Reaching up she ran her fingers down the side of his face, from his temple to his jaw. He locked his arms around her waist and pulled her close. Bending his head he brushed his lips tenderly over hers. His touch was so brief, so light, she couldn’t be sure afterwards that their lips had actually met.
‘I’m here, I’m real, and I don’t break,’ she whispered.
‘After all this time, I’m having trouble believing it.’
Lifting her face to his she kissed him with a fervour that bruised his mouth and took his breath away. Taking his hand she led him through the door towards the bedroom.
‘Daisy…’
‘No words, Trevor. If we start talking we’ll never stop. And you have to leave soon.’
‘Only for tonight. Neither of us are going anywhere. We’ve all the time in the world.’
She walked ahead of him into the bedroom, kicked off her shoes and unzipped her skirt. ‘I just hope that after all that waiting I live up to your expectations.’
His mouth went dry as he watched her unbutton her blouse. He wanted to tell her he loved her, had loved her since the first moment he’d seen her. He tried, but after she slipped out of the last of her clothes she laid her finger over his mouth.
Lights burned at regular intervals in the windows of the houses. Tony tried to check the numbers, and failed. The houses were small, yet most had names.
Then he found two consecutive numbers halfway down. Odds were one side of the street, evens the other. He crossed the road. His broken shoes soaked up rainwater from a puddle that had collected in a patch of sunken tarmac. Stepping back into the shadows of a garage he glanced up and down.
She must have been watching for him. The front door opened before he knocked. He stepped swiftly inside and waited just inside the door while she drew the curtains at both the front and the back of the house.
‘Anna, I’m sorry. But I had nowhere else to go.’
She’d tried to prepare herself, but none of her imaginings had prepared her for the reality. The voice was Adam’s. The stance, even the walk, was his. He was thinner than she remembered, and that she could cope with. But not the face. Even in the subdued light of the oil-lamp, it was so very different. She turned aside, hoping to spare him her shocked reaction.
‘I left the curtains open so you’d know there was no one here except me. You must be cold, so why don’t you go up and have a bath?’
‘You haven’t changed, Anna.
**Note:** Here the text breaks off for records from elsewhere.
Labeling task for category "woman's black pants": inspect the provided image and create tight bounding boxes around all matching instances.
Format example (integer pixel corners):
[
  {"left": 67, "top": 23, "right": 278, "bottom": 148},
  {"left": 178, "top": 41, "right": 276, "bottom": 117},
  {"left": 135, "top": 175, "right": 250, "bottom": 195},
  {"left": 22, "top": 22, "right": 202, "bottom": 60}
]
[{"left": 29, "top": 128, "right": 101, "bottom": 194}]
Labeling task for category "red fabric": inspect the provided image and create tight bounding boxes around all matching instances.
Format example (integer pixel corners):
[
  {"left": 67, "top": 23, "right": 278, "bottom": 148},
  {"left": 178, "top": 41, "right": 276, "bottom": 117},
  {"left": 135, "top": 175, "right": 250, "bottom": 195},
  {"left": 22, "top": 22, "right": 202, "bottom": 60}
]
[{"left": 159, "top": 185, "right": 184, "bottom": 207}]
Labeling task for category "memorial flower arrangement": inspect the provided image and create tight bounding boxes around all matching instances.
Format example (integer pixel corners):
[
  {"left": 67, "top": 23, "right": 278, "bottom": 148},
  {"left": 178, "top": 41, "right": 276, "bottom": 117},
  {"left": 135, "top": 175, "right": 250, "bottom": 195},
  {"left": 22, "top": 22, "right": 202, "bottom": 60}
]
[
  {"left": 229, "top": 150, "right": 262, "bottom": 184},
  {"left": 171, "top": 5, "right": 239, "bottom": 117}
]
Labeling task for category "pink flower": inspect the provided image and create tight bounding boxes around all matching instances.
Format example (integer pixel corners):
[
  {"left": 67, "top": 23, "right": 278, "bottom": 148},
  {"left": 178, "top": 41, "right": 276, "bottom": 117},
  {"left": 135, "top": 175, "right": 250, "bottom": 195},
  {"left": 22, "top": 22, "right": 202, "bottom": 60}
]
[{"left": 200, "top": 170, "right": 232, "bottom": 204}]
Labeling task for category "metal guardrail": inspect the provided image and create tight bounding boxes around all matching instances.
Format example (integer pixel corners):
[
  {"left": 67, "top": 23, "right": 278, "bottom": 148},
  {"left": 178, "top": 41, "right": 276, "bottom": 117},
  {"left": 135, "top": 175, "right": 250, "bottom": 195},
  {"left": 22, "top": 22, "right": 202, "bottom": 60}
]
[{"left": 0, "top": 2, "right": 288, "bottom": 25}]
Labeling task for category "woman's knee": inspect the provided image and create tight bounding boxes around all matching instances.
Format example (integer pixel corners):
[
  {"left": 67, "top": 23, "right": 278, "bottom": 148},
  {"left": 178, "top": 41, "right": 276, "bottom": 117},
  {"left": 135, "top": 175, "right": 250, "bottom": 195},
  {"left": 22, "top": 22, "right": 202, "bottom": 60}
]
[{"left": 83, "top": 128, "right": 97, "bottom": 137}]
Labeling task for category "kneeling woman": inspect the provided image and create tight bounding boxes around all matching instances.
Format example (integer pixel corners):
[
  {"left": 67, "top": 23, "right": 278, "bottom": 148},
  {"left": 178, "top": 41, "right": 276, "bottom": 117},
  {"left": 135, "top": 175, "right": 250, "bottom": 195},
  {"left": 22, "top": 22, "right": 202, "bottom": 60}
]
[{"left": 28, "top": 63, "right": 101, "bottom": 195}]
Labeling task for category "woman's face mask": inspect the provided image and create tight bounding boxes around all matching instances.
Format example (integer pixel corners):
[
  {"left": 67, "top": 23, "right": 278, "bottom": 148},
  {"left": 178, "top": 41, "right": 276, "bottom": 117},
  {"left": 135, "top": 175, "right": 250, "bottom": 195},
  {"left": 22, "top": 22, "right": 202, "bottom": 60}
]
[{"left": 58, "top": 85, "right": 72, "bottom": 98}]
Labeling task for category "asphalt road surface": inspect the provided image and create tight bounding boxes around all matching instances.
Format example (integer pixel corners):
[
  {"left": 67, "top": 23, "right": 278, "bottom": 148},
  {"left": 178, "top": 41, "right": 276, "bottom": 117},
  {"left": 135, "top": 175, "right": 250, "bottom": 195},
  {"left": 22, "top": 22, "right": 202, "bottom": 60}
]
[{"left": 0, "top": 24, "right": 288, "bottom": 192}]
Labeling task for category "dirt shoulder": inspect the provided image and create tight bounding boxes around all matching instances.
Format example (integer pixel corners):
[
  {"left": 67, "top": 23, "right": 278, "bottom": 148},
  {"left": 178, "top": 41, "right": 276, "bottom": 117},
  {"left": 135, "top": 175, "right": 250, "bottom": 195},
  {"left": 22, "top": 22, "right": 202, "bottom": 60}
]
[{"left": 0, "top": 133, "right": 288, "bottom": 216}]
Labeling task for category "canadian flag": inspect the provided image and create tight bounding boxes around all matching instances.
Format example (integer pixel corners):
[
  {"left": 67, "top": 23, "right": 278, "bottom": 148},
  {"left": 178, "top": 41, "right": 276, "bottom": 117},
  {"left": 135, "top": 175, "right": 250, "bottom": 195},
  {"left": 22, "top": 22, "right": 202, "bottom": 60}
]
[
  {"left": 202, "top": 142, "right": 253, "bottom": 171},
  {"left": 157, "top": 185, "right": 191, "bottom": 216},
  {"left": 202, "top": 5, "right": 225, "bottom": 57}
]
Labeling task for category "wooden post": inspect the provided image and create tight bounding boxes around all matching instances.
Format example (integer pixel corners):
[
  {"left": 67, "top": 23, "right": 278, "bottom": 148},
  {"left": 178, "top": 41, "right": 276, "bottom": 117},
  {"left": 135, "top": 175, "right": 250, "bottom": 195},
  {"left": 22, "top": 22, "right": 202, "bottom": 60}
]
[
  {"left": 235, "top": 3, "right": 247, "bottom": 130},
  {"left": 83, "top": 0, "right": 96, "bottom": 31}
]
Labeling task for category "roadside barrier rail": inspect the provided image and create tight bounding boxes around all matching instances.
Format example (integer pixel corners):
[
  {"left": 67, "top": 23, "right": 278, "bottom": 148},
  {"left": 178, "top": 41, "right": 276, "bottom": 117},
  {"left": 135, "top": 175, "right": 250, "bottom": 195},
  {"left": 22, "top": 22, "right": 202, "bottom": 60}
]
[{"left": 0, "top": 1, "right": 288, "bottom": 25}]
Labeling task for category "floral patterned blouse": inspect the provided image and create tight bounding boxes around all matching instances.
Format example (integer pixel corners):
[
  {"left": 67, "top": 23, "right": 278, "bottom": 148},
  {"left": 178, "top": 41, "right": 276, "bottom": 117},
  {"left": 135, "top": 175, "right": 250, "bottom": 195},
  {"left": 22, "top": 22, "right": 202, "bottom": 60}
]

I see you’re still as domesticated as ever.’ He looked around the room.
‘Yes,’ she agreed, remembering more than she wanted to. ‘I must have been hell to live with.’
‘No more than me.’
Those eyes, those startlingly dark eyes. She would have known them anywhere. ‘Are you hungry?’
‘It’s so long since I’ve eaten I can’t be sure.’
‘I’ll send out for whatever you like. Chinese, a pizza…’
‘Same old Anna, always knows where to buy, never how to make.’
‘The bathroom’s on the left at the top of the stairs. There’s a clean robe and towels laid out.’
‘And I thought I looked presentable.’
‘You don’t smell presentable,’ she answered bluntly. ‘Well? What’s it to be?… Food?’ she said in response to his blank look.
‘Whatever you have in your cupboard.’
‘Nothing.’
‘In that case whatever you want. You won’t tell anyone I’m here?’